# COVID-19 HYPOTHESIS TESTING
Hypothesis testing is the use of statistics to determine the probability that a given hypothesis is true.

## Table of Contents
1. Import Libraries   
2. Load Data
3. Testing For Normality
4. Test Of Equal Variance
5. Mood's Median Test

### 1. Import Libraries

In [2]:
import statsmodels
import numpy as np
import pandas as pd
import scipy.stats as stats
from scipy.stats import anderson
import matplotlib.pyplot as plt

### 2. Load Data

In [3]:
# Aggregated Covid data set for each continent in csv format is read and stored in different pandas dataframes. 
asi = pd.read_csv("C:\\Users\\dkowu\\Desktop\\Asia Cases.csv")
af= pd.read_csv("C:\\Users\\dkowu\\Desktop\\Africa Cases.csv")
eu= pd.read_csv("C:\\Users\\dkowu\\Desktop\\Europe Cases.csv")
na= pd.read_csv("C:\\Users\\dkowu\\Desktop\\North America Cases.csv")
sa= pd.read_csv("C:\\Users\\dkowu\\Desktop\\South America Cases.csv")
oc= pd.read_csv("C:\\Users\\dkowu\\Desktop\\Oceania Cases.csv")

### 3. Normality Test

Many statistical models are based on an underlying assumption of normality hence the need to test for normality. 
The normality test is a hypothesis test.

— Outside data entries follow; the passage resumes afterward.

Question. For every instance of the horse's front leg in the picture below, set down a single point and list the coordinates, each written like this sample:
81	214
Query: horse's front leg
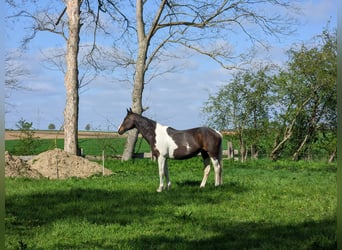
206	161
166	172
161	166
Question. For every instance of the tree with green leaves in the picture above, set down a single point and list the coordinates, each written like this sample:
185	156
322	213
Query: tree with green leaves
243	106
306	93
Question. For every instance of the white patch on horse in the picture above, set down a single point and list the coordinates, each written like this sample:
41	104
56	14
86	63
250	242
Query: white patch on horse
188	148
164	143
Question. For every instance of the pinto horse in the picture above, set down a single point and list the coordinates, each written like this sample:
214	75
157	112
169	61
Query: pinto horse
167	142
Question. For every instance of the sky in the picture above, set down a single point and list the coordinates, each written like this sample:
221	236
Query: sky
174	99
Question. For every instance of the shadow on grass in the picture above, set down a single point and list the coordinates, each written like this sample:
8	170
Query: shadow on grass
124	207
310	235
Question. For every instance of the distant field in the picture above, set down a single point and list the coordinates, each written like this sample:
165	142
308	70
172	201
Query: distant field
53	134
92	142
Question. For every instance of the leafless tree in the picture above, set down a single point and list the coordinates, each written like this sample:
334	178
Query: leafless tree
205	27
64	19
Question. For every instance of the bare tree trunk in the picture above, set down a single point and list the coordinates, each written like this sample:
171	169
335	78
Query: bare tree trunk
139	77
71	78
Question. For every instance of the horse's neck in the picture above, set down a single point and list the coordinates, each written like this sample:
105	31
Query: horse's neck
146	128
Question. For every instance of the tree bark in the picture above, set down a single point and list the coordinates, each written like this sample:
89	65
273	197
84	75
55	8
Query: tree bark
139	77
71	78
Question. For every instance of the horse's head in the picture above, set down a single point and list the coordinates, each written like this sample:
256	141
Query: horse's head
128	122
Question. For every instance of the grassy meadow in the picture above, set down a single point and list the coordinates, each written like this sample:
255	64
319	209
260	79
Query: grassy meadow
262	205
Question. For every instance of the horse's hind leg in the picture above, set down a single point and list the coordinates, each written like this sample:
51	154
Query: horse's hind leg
218	171
206	161
166	172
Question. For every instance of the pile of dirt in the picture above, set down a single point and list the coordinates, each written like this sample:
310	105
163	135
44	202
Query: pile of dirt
58	164
14	167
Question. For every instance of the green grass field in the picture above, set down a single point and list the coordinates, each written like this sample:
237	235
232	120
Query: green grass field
262	205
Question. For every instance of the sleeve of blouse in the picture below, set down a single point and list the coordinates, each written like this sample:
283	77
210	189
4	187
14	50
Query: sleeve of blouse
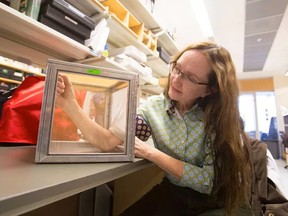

The null hypothesis (Ho) is that your data is not different from normal. Your alternate or alternative hypothesis (Ha) is that your data is different from normal.Regardless of the statistical normality test you use, you will make your decision about whether to reject or not reject the null based on your p-value. 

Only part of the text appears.